We have entered the semi-final: Gorkha Janmukti Morcha

Celebrations over signing of agreement to set up new body on Gorkhaland

July 22, 2011 01:55 am | Updated November 17, 2021 01:32 am IST - KOLKATA:

The Gorkha Janmukti Morcha (GJM) celebrated the signing of the agreement for the setting up of the Gorkhaland Territorial Administration (GTA) with much fanfare in Darjeeling on Thursday even as its leadership asserted that this was only the “semi-final.”

The implication was clear. Formation of the GTA is being considered the “semi-final”; the “final” being the creation of a separate Gorkhaland State - what the GJM has been claiming to be its main agenda.

“We have entered the semi-final stage,” GJM's assistant general secretary Benoy Tamang told The Hindu over telephone from Darjeeling district.

“People from different walks of life joined in the celebrations with a great deal of enthusiasm. There was dancing and the overall mood was one of gaiety. Victory processions were taken out, and one converged at Chowrasta where our president Bimal Gurung addressed our supporters,” he added.

“Similar celebrations have also been planned at Kurseong, Kalimpong and Mirik in the coming days,” Mr. Tamang said. They are expected to be occasions when the GJM leadership will elaborate on its political position in the backdrop of the GTA agreement and on the future of its movement for a separate State.

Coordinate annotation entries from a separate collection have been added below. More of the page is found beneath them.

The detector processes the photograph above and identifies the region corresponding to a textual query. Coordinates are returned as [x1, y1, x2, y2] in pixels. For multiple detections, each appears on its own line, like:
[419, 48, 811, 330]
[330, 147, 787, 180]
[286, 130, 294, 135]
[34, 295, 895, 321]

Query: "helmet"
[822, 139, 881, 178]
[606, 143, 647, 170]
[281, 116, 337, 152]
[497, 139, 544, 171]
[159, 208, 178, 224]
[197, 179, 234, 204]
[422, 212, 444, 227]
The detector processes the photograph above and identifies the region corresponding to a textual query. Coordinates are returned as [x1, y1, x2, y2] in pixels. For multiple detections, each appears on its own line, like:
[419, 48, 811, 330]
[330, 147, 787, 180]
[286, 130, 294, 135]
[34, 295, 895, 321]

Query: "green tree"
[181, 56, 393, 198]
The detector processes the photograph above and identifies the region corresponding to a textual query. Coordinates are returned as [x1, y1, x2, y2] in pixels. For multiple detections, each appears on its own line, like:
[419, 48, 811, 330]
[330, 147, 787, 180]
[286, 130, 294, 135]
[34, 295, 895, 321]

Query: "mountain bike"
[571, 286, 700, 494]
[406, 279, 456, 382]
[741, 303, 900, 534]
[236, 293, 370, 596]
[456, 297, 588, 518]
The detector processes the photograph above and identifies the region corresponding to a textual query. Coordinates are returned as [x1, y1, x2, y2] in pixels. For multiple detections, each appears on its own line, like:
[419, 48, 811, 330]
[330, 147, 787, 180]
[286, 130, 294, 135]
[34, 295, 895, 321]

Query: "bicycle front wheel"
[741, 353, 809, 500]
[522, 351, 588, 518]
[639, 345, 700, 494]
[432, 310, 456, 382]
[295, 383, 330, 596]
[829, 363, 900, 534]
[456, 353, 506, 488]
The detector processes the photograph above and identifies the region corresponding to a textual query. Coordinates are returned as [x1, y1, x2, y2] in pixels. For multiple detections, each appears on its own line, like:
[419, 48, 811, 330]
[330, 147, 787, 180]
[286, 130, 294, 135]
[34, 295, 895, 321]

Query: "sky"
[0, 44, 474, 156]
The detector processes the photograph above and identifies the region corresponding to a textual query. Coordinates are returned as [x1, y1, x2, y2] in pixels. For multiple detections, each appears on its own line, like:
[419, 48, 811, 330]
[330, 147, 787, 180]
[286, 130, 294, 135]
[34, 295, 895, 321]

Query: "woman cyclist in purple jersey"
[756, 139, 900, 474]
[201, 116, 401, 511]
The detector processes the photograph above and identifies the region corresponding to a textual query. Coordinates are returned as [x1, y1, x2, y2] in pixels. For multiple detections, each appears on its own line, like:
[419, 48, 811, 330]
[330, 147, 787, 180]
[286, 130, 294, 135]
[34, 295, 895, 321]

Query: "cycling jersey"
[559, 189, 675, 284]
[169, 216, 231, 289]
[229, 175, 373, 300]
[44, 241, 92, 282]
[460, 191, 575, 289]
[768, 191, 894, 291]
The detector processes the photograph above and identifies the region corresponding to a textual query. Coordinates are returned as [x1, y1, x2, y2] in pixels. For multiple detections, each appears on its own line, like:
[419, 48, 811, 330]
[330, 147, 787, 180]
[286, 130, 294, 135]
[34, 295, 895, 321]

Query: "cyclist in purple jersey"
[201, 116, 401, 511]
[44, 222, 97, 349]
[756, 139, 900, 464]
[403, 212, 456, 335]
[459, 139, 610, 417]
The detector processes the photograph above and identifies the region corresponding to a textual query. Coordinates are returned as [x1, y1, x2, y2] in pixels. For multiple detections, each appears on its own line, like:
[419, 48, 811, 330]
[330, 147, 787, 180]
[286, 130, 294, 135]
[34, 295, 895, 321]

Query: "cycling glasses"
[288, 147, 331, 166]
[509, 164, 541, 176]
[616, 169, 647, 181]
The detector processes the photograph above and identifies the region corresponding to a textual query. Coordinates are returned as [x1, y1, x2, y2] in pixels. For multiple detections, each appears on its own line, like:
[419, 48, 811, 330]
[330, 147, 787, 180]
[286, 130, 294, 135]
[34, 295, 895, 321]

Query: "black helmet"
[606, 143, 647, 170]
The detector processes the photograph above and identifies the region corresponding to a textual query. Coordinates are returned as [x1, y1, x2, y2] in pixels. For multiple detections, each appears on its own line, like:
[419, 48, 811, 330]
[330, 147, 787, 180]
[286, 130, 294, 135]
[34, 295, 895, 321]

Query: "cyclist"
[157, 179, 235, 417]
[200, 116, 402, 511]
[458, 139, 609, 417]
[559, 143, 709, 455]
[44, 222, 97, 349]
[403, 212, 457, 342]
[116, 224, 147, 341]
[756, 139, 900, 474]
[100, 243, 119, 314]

The GJM had made clear its resolve to keep its demand for Statehood alive when Mr. Gurung, while addressing party activists of its units in the Terai and the Dooars a day after the signing of the tripartite agreement on July 18, pointed out that the memorandum of agreement contained a mention of the fact that it had not dropped its Gorkhaland demand.

But even as the celebrations were being held in Darjeeling, leaders of the non-GJM regional parties were critical of the GJM for “betraying the cause of Gorkhaland” and “hoodwinking the people”.

“It has been a betrayal of the Statehood cause, on the strength of which the GJM had won more than 80 per cent of the popular vote in the Assembly elections. Now, having settled for GTA, which is just another body like the Darjeeling Gorkha Hill Council (which had been set up in 1988 and is to be replaced by the GTA), it seems to be following the route taken by Subhas Ghising (president of the Gorkha National Liberation Front),” said Gobind Chettri, spokesman of the Communist Party of Revolutionary Marxists – arguably the largest non-GJM regional party.

“The GJM is celebrating because it considers what it has achieved [GTA] a victory. But how can being served with ‘thukpa' [a local soupy noodles dish] when it was spaghetti that was asked for, be reason for celebration,” asked Dawa Sherpa, convener of the Democratic Front, an anti-GJM political conglomerate in the hills.